Евгений Георгиевич Пепеляев был безукоризненным командиром и блестящим воздушным бойцом. Как командир полка он был надежной опорой командира дивизии, к делу подходил творчески. «Находясь в Китае и готовясь к воздушным боям, я произвел расчеты стрельбы по американским самолетам, с которыми предстояло воевать, — их положение в сетке прицела АСП-ЗН в момент стрельбы при ракурсе близком к 1/4 и дальностях 150 и 600 метров, — вспоминает Пепеляев об одной из своих разработок. — Изображения основных самолетов противника в сетке прицела были нарисованы на листах бумаги и развешаны всюду, где работали и отдыхали летчики полка».

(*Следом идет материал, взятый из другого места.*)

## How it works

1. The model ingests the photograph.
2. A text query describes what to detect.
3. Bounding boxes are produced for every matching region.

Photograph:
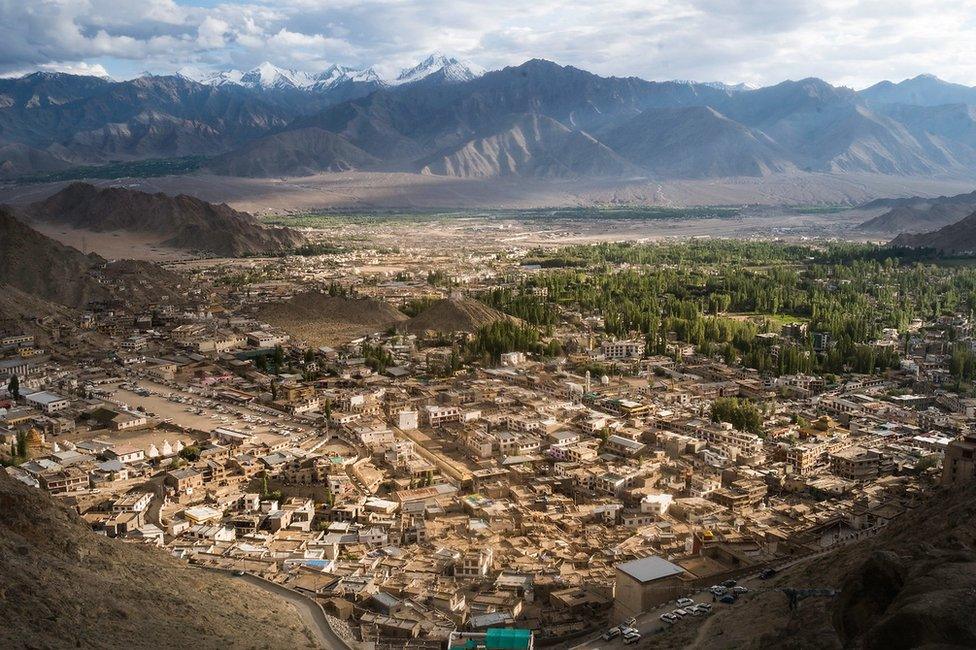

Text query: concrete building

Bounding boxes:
[613,555,690,620]
[942,433,976,486]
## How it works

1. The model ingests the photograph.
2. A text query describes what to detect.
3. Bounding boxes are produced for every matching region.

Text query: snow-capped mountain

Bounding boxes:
[176,61,314,90]
[307,65,383,92]
[177,53,485,93]
[671,79,759,93]
[391,52,485,85]
[241,61,312,90]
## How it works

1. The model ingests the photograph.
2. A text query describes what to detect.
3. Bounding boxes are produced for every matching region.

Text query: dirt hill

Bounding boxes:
[664,486,976,650]
[255,291,407,346]
[24,183,306,256]
[0,471,311,648]
[857,187,976,234]
[208,127,379,177]
[402,298,511,334]
[891,212,976,253]
[0,206,182,307]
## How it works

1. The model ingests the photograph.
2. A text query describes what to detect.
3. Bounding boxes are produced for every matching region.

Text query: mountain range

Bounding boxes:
[22,183,307,256]
[858,192,976,234]
[0,205,185,308]
[0,55,976,179]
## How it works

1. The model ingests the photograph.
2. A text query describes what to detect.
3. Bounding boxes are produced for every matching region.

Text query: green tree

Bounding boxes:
[712,397,763,434]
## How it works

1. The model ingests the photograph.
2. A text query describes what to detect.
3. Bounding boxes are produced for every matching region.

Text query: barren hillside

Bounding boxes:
[0,471,311,648]
[256,292,407,346]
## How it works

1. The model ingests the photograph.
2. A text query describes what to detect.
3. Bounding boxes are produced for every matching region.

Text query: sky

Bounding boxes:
[0,0,976,89]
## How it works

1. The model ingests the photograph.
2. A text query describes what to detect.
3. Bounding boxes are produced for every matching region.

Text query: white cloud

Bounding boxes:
[0,0,976,86]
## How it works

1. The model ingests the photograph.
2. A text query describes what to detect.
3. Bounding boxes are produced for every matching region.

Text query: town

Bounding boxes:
[0,239,976,648]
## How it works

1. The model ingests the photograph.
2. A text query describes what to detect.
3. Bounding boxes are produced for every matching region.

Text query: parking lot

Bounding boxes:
[572,576,758,650]
[110,377,313,438]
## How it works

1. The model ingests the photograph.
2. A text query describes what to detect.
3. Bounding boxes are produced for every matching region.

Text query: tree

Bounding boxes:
[712,397,763,434]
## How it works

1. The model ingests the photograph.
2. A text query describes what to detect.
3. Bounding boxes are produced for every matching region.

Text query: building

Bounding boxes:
[600,341,644,359]
[24,391,71,413]
[942,433,976,487]
[613,555,690,620]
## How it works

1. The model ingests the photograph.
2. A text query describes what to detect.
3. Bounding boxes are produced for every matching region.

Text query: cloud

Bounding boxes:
[0,0,976,87]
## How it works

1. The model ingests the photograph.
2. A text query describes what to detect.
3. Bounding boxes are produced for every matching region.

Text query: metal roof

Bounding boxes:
[617,555,684,582]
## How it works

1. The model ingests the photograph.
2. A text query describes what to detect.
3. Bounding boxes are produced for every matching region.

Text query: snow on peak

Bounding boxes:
[393,52,485,84]
[312,65,382,90]
[240,61,312,89]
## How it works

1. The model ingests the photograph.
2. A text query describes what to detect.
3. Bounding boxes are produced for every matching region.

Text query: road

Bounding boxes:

…Надо сказать, что относительно награждений летчиков, воевавших в Корее, командование было весьма сдержанно. «Если командование ВВС представляло к званию Героя Советского Союза летчиков, сбивших 6 и более американских самолетов, то командующий авиацией ПВО страны маршал авиации Савицкий Евгений Яковлевич все представления на летчиков нашей дивизии, сбивших 7, 10 и даже 12 американских самолетов (капитан Шеберстов), убирал, как говорится, под сукно. Вообще летчики нашей дивизии оказались обойденными в наградах», — вспоминает Герой Советского Союза С.М. Крамаренко.

Сам И.Н. Кожедуб за успешное командование дивизией 2 июня 1951 года был награжден единственным «за Корею» и пятым по счету орденом Красного Знамени. После этого летчики его дивизии одерживали новые победы — в 80 процентах всех боев в небе Кореи они выходили победителями. В истинно «кожедубовском духе» — на малых высотах — в сентябре они нанесли серьезный удар по американской штурмовой авиации, заставив противника резко сократить число вылетов на штурмовку северокорейских и китайских войск, заслужив искреннюю благодарность весьма сдержанного в таких случаях великого китайца — Мао Цзэдуна.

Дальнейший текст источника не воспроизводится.